Fig. 2 - The API Documentation Landing Page.The documentation page allows navigating through the API paths and allowed HTTP verbs; for example, the screenshot of Fig. 3 depicts the documentation page of the API invoked by executing a GET request to the Fab Lab Gateway base URL.
Fig. 3 - API Documentation for a GET Request to the Gateway Base URL.The page shows the API description and an example of API response with 200 status code. In the case of API with content negotiation, the interface also allows selecting the response type. Finally, the interface has a “Try it out” button that allows to perform a request to the API and check the response in the web user interface. When the “Try it out” button is pressed, the user is redirected to another page that allows to submit to the API, query string parameters, forms, files, etc. (see Fig. 4). In the case of Fig. 4, the API call is very simple and has no parameters.
Fig. 4 - API Call Submission Form.Finally, Fig. 5 depicts the API response obtained after pressing the execute button.

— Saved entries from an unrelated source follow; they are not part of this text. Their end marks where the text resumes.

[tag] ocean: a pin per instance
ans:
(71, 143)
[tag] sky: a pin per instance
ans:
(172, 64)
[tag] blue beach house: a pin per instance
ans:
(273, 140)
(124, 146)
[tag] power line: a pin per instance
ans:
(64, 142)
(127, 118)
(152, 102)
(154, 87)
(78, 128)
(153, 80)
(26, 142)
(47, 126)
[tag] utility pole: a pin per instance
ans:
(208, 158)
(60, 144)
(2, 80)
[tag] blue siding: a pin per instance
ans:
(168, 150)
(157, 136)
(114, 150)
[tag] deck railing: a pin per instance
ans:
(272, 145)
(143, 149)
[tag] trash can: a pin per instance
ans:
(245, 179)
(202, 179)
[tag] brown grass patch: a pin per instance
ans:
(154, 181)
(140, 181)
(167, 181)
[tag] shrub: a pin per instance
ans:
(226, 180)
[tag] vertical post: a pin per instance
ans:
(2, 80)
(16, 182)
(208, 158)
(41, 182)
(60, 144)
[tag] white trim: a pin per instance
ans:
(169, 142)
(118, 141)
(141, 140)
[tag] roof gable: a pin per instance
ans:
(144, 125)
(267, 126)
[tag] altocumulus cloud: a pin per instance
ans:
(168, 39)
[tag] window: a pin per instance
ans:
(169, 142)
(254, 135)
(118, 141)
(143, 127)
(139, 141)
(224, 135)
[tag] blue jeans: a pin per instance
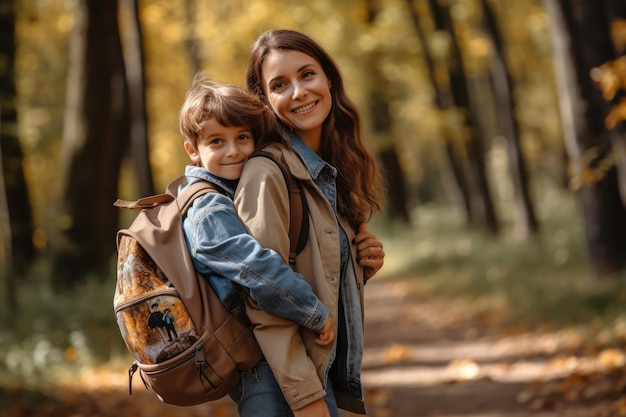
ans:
(258, 395)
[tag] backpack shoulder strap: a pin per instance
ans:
(185, 199)
(299, 213)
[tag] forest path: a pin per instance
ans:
(425, 357)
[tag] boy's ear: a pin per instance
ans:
(192, 152)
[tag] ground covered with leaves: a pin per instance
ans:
(425, 356)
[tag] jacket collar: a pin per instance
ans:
(311, 160)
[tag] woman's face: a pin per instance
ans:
(298, 91)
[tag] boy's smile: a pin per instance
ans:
(222, 150)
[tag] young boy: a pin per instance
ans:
(221, 124)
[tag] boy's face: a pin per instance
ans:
(222, 150)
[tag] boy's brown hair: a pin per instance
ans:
(230, 105)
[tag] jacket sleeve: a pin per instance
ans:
(231, 253)
(262, 202)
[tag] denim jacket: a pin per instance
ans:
(225, 254)
(328, 262)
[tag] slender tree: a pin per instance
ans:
(134, 59)
(443, 101)
(381, 126)
(502, 83)
(17, 222)
(481, 199)
(577, 50)
(95, 138)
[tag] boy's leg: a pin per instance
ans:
(258, 394)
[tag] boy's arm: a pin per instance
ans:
(262, 202)
(227, 250)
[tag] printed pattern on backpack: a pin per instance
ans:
(151, 316)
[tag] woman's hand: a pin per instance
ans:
(326, 335)
(369, 251)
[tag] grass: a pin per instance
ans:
(544, 280)
(541, 281)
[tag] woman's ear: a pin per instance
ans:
(192, 152)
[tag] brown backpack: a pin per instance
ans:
(187, 346)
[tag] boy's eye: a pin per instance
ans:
(278, 85)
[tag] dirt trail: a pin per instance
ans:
(424, 357)
(429, 357)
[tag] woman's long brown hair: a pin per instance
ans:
(360, 187)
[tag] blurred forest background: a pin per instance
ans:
(500, 125)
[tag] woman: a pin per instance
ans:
(297, 78)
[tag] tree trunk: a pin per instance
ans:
(95, 138)
(382, 128)
(577, 51)
(191, 42)
(17, 222)
(510, 128)
(454, 175)
(481, 199)
(136, 78)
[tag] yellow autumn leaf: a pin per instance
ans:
(397, 353)
(465, 369)
(611, 358)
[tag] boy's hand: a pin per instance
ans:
(315, 409)
(370, 253)
(326, 335)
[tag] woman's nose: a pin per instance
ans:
(299, 90)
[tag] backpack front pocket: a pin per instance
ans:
(156, 327)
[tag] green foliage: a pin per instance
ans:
(53, 333)
(544, 281)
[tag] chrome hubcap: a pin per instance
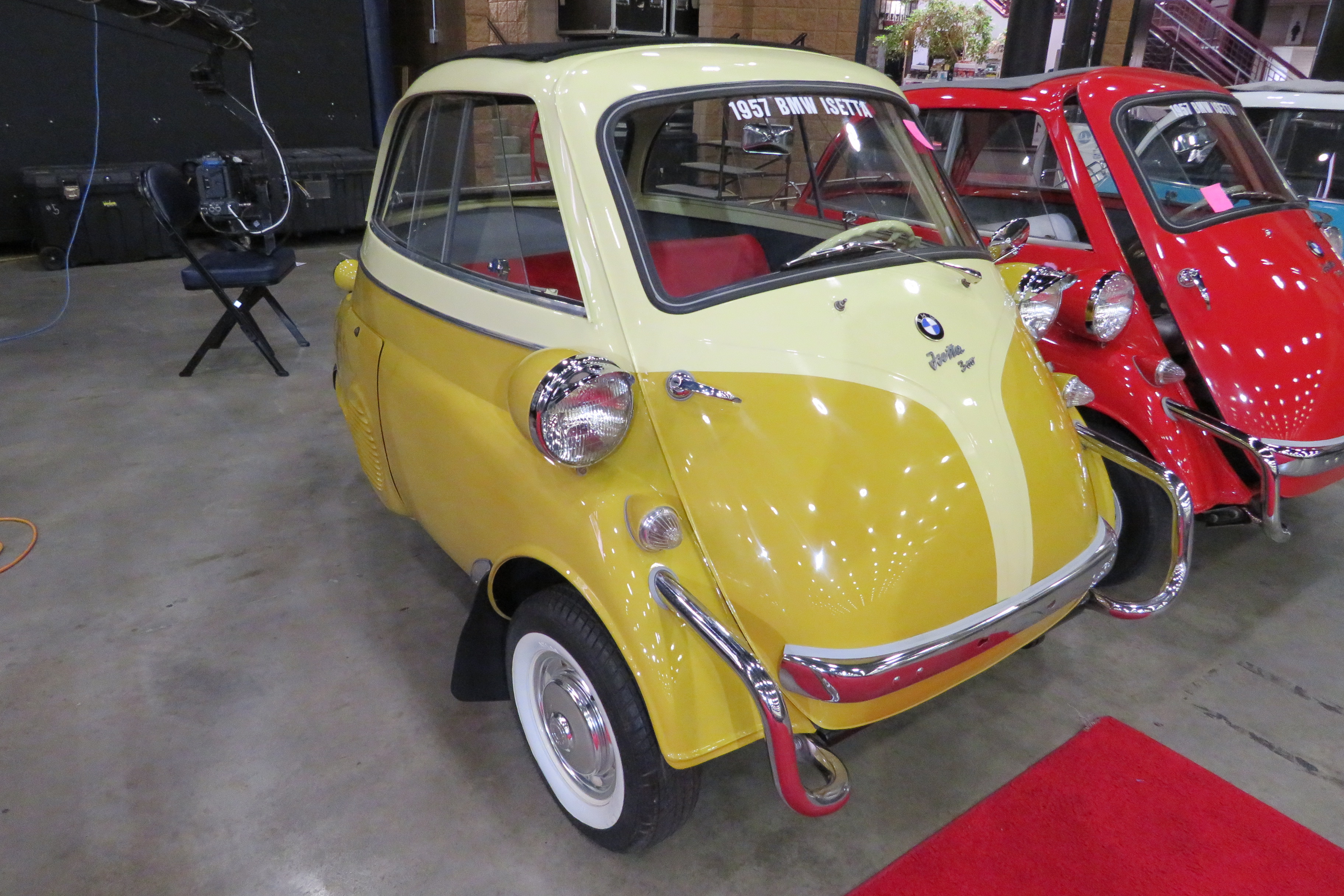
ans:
(574, 726)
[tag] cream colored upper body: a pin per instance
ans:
(859, 495)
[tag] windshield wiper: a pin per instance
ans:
(859, 246)
(835, 252)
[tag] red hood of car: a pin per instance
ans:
(1271, 340)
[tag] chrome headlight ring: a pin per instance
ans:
(1332, 235)
(581, 410)
(1109, 305)
(1039, 296)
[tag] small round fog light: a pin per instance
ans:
(1168, 371)
(1077, 393)
(660, 530)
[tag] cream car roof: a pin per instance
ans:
(597, 80)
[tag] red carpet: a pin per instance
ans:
(1113, 812)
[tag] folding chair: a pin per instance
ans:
(175, 203)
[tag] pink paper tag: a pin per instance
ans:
(1217, 198)
(918, 135)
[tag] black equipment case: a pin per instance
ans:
(118, 225)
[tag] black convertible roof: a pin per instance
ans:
(561, 49)
(1000, 84)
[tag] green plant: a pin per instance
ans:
(951, 30)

Fig. 5 - Example of Gateway API Response.GET /fablab
Response:
200 OK
{
“fablab”: {
“id”: 1234
....
},
“jobs”: {
....
}
}
GET /fablab/quota
Response:
200 OK
{
“id”: 1234,
“quota”: 2000
}
POST /fablab/jobs?user=1234&machine=laser%20cutter&process=cut&material=wood
Response:
200 OK
{
“id”: 1234,
“mId”: 3456,
“jobId”: 4567
}
Recall, that with this method a design file in PNG format is uploaded on the server. Our API specifications correspond to the HTTP request depicted below.
POST /fablab/jobs
Host: pigateway.local/public/uploads
Content-Type: multipart/form-data; boundary=----WebKitFormBoundaryqzByvokjOTfF9UwD
Content-Length: 204
------WebKitFormBoundaryqzByvokjOTfF9UwD
Content-Disposition: form-data; name="design"; filename="design.png"
Content-Type: image/png
File contents go here.
------WebKitFormBoundaryqzByvokjOTfF9UwD--
GET /fablab/jobs/1234
Response:
200 OK
{
“id”: 1235
}
DELETE /fablab/jobs/1235
Response:
200 OK
Please see CONTRIBUTING and CONDUCT for details.
This software is licensed under MIT license unless otherwise specified in the third-party modules included in this package.